Why are some people more productive than others? And is it possible to get the slackers to kick it up a notch or two?
Business researchers recently looked at those kinds of questions and found there’s science (and a few good habits) behind why some people get more done in less time, and why others don’t.
Yep, work smarter, not harder
“First, working longer hours does not necessarily mean higher personal productivity,” say Harvard Business School researchers Robert Pozen and Kevin Downey. “Working smarter is the key to accomplishing more of your top priorities each day.”
That may not be a big research revelation – after all, we’ve heard “work smarter, not harder” for decades.
What’s really revealing are the habits, patterns and movements of the most productive people. Here are five – plus tips for those who might need help to pick up the pace.
Revise each day
The most productive people do more than plan their day. They revise daily schedules the night before each work day.
Even more important, they plan work based on their top priorities and then act throughout the day with a definitive goal. (Older and more senior workers are particularly good at this, researchers pointed out.)
Tip: Next to each activity or appointment on the daily plan, note an objective so no time is squandered.
Prepare for the overload
Productive employees – regardless of if they’re remote or on-site – don’t complain about and procrastinate around a high volume of work and information.
They manage time and tasks when others might be overwhelmed by the quantity that’s in front of them.
Tip 1: Use daily, usual routines – as small as getting dressed or eating breakfast – so you spend less time thinking about them and have more time and decision-making power to focus on the quantity of work.
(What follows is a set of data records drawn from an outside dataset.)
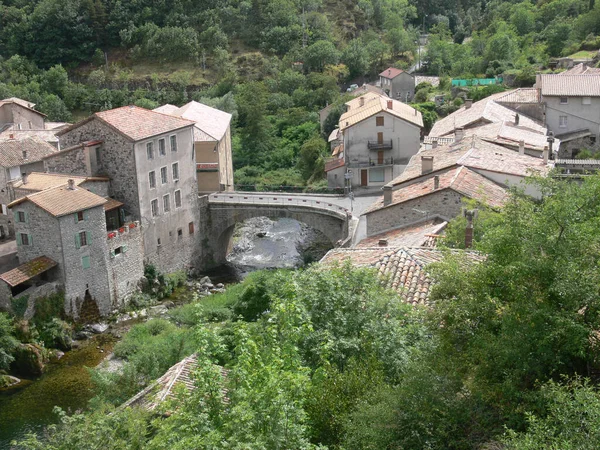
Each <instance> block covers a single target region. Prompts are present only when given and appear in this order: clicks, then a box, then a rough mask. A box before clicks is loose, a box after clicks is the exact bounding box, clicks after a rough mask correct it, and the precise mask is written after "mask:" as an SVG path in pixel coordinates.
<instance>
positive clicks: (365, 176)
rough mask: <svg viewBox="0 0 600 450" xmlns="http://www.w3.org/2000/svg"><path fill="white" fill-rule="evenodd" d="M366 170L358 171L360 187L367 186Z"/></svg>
mask: <svg viewBox="0 0 600 450" xmlns="http://www.w3.org/2000/svg"><path fill="white" fill-rule="evenodd" d="M367 184H368V182H367V169H360V185H361V186H367Z"/></svg>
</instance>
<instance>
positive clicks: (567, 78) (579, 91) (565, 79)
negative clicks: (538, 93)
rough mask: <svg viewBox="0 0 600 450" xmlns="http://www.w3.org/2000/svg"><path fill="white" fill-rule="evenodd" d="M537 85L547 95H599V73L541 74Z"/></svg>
mask: <svg viewBox="0 0 600 450" xmlns="http://www.w3.org/2000/svg"><path fill="white" fill-rule="evenodd" d="M538 86H539V87H540V88H541V91H542V95H543V96H548V97H600V73H599V74H590V75H586V74H583V75H555V74H542V75H540V78H539V83H538Z"/></svg>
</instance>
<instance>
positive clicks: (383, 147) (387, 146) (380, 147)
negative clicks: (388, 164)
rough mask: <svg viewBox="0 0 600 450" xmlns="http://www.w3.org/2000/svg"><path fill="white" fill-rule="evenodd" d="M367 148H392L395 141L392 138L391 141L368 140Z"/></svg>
mask: <svg viewBox="0 0 600 450" xmlns="http://www.w3.org/2000/svg"><path fill="white" fill-rule="evenodd" d="M367 148H368V149H369V150H390V149H392V148H393V142H392V140H391V139H390V140H389V141H383V142H379V141H368V142H367Z"/></svg>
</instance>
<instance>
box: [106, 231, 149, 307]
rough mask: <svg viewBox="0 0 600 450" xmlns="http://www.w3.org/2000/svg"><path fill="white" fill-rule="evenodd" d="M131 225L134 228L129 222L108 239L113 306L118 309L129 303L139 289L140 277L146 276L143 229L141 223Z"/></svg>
mask: <svg viewBox="0 0 600 450" xmlns="http://www.w3.org/2000/svg"><path fill="white" fill-rule="evenodd" d="M131 225H133V228H131V226H130V225H129V224H127V226H125V227H123V230H122V231H117V233H116V235H115V236H114V237H112V238H110V239H108V252H109V255H110V260H109V266H108V267H109V277H110V281H111V297H112V307H113V308H117V309H119V308H121V307H123V306H124V305H125V304H127V301H128V299H129V297H130V296H131V295H132V294H133V293H135V292H137V291H138V286H139V282H140V279H141V278H142V276H144V245H143V233H142V229H141V227H140V225H139V223H131ZM117 249H120V251H118V250H117ZM116 250H117V251H116Z"/></svg>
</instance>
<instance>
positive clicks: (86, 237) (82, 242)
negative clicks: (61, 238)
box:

Tip 2: Break larger projects and goals into smaller tasks and reward yourself when you complete each.
Be vigilant about meeting time
The most productive people waste little time in meetings: They either run efficient meetings or are effective participants (and researchers found women are particularly good at this).
Tip: Prepare or insist on an agenda. If it’s your meeting, send a detailed agenda to all attendees that includes the goals to accomplish ahead of time. If you’re asked to attend, ask how you’re expected to contribute and what the agenda is to determine if it’s a valuable use of your time.
Tame the message beast
Productive people cope better with a high volume of incoming messages and information than their peers. (Men are particularly good at this, researchers found.)
Tip 1: Check the screens on your devices once per hour, not every few minutes. (You really can do this!)
Tip 2: Skip the majority of messages – email, chat, text and social media – by looking at the subject and sender. If they aren’t pertinent to those objectives you set the night before, delete or delay.
Stop trying to cram it all in
Some of the most unproductive people are the busiest. They work longer hours and get less done because they fill their agenda and lose focus.
The most productive people actually leave gaps in their schedules to deal with emergencies and unplanned events.
Tip: Add the calendar gaps and make outlines for larger work tasks so when you’re interrupted you know exactly where to pick up.